This story has been updated to reflect comment and further detail from the Army chief of staff and Army secretary at AUSA.
WASHINGTON — The U.S. Army is establishing a new command to ensure its modernization programs get the attention, thought and forward movement needed to maintain overmatch against potential adversaries in the future.
The Army’s fiscal 2018 budget request has grown compared to past years. Additional funding would be a big step in the right direction after modernization efforts were essentially paused for several years as the service focused its shrinking budget on maintaining readiness.
But having the money isn’t always enough to get modernization off the ground, so the Army is standing up a new modernization command to see its major efforts through to the final product.
The Army on Oct. 3 initiated “a realignment of modernization responsibilities under a new organization,” an Army spokesman told Defense News.
The new organization will implement cross-functional teams that align with the Army’s six modernization priorities: Long-Range Precision Fires, next-generation combat vehicle, Future Vertical Lift, the network, air-and-missile defense and soldier lethality, the acting Army Secretary Ryan McCarthy confirmed at the Association of the U.S. Army’s annual convention Oct. 9.
“The Army is at an inflection point and has been focused on restoring readiness to prevail in the future,” McCarthy said. “We now must reform how we modernize the Army.”
The reorganization will establish unity of command and effort by consolidating the modernization process under one roof, McCarthy said.
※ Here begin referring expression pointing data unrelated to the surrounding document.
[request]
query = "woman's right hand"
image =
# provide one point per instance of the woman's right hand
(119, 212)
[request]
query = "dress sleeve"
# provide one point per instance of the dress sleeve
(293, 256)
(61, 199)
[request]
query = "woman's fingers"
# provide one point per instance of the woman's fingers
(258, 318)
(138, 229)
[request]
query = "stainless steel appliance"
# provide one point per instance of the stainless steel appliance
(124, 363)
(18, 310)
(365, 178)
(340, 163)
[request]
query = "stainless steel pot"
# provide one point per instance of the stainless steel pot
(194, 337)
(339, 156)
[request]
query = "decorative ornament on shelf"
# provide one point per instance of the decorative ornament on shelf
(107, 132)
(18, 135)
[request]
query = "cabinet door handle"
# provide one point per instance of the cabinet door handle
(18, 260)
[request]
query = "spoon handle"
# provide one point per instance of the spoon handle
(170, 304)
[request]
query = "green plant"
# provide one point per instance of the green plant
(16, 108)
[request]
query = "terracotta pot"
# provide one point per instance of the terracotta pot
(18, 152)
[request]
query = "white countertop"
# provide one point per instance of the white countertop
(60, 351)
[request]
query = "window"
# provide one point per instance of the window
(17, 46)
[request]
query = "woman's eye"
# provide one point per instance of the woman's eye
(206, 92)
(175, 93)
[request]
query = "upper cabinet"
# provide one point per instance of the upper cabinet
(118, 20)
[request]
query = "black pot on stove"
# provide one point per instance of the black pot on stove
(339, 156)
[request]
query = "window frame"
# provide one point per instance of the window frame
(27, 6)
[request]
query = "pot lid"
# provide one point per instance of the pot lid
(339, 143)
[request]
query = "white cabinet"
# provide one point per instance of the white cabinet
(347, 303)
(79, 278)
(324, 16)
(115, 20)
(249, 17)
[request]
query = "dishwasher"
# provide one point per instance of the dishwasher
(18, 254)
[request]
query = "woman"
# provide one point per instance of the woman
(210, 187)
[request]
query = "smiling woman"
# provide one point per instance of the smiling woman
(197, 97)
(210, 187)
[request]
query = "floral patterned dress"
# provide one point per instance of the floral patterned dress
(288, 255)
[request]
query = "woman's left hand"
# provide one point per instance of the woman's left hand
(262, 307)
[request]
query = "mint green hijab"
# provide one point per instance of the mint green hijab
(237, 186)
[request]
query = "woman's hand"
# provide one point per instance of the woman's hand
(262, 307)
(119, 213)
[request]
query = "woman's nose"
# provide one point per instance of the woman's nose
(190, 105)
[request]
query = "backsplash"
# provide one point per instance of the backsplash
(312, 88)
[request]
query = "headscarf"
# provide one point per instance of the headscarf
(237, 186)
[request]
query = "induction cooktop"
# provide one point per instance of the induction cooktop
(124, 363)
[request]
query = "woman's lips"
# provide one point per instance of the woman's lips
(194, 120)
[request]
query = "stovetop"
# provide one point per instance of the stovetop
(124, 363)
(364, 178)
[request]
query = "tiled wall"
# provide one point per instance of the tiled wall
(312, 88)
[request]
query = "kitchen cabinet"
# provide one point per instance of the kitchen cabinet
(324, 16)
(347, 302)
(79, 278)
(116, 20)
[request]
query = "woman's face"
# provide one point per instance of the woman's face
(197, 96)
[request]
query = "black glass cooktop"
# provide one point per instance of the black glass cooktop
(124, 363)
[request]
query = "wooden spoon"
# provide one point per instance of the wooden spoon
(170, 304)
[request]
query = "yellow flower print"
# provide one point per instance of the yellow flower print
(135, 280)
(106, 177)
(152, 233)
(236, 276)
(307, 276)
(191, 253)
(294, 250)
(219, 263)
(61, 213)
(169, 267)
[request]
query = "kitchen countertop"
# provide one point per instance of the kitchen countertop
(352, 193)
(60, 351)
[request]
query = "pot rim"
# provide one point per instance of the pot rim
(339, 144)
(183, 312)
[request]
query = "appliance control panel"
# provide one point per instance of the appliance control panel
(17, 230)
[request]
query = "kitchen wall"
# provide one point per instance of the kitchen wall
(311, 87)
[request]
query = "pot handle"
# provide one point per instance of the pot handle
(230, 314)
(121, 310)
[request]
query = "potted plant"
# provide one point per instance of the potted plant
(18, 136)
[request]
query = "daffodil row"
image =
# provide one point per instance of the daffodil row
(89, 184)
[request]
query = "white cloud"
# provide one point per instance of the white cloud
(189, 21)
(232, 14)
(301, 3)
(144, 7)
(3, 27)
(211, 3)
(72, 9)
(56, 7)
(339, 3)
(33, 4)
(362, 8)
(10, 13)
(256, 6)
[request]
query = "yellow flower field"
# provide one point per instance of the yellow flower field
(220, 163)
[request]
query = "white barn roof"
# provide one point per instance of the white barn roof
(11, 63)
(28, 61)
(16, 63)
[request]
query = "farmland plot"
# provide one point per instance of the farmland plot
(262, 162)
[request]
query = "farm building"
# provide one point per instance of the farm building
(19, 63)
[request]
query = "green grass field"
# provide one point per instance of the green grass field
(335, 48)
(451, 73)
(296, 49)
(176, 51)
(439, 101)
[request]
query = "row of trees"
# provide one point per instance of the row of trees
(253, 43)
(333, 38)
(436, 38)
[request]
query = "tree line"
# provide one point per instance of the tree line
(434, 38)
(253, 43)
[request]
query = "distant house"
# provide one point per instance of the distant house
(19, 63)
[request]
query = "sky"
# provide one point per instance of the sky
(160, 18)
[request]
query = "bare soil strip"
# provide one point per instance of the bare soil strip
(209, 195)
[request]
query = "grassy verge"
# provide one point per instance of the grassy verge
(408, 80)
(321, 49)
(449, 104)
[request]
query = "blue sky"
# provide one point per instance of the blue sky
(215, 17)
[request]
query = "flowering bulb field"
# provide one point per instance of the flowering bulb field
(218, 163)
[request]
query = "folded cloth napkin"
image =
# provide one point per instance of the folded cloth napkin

The realignment of responsibilities is not additional force structure, but rather a streamlining of work, which will serve to overcome the bureaucratic inertia and stovepiping found in the Army’s current construct, he said.
The cross functional teams will report regularly to the undersecretary of the Army and the Army’s vice chief of staff, McCarthy said, and they will compress the timeline by involving the end user, defining the requirements, integrating, prototyping and validating a concept prior to low-rate initial production.
The leaders of these teams will “understand how our formations operate in combat and include elements from program management, finance, science and technology,” he said.
McCarthy said he has established a task force to develop the new command. The task force will be led by Lt. Gen. Edward Cardon, who is the director of the Army’s office of business transformation. He will have 120 days, starting this week, to form the task force and then kick off the modernization command.
“The process will be transparent and thorough, we do not have time to waste,” McCarthy said.
Army Chief of Staff Gen. Mark Milley added, “We have been studying this for quite a bit of time. Our objective is to get these organizations and this new command stood up by summer 2018. We are going to move out smartly, this is necessary, this is important and I absolutely believe that unless we do this, we will be increasingly losing ground against potential adversaries.”
It’s also a crucial time to ensure modernization is geared toward the Army’s new focus on its multi-domain battle construct, to prove the concept isn’t just a paper tiger by bending metal into real capability that aligns with the way the Army envisions operations now and in the future.
“We will do what it takes to build an agile, adaptive Army of the future. We need to listen and learn first from the Army itself and from other services, from our interagency partners and also from private sectors and even our critics,” Maj. Gen. Bo Dyess, the acting director of the Army Capabilities Integration Center, told Defense News in an interview shortly before the Association of the U.S. Army’s annual show.
“Developing a lethal, professional, but technically competent force requires an openness to new ideas and new ways of doing things in an increasingly complex world,” he said.
Army Chief of Staff Gen. Mark Milley’s modernization priorities align well with what Training and Doctrine Command — of which Army Capabilities Integration Center is a part — has identified as capability gaps that need to be filled in order to fight effectively in a multi-domain battle environment, according to Dyess.
And while the top six priorities are the focus, “it’s not the only thing that we’re doing,” he noted, “but those are the things that we thought would have the biggest bang for the buck and making up gaps that have developed based on assumptions that we’ve made.”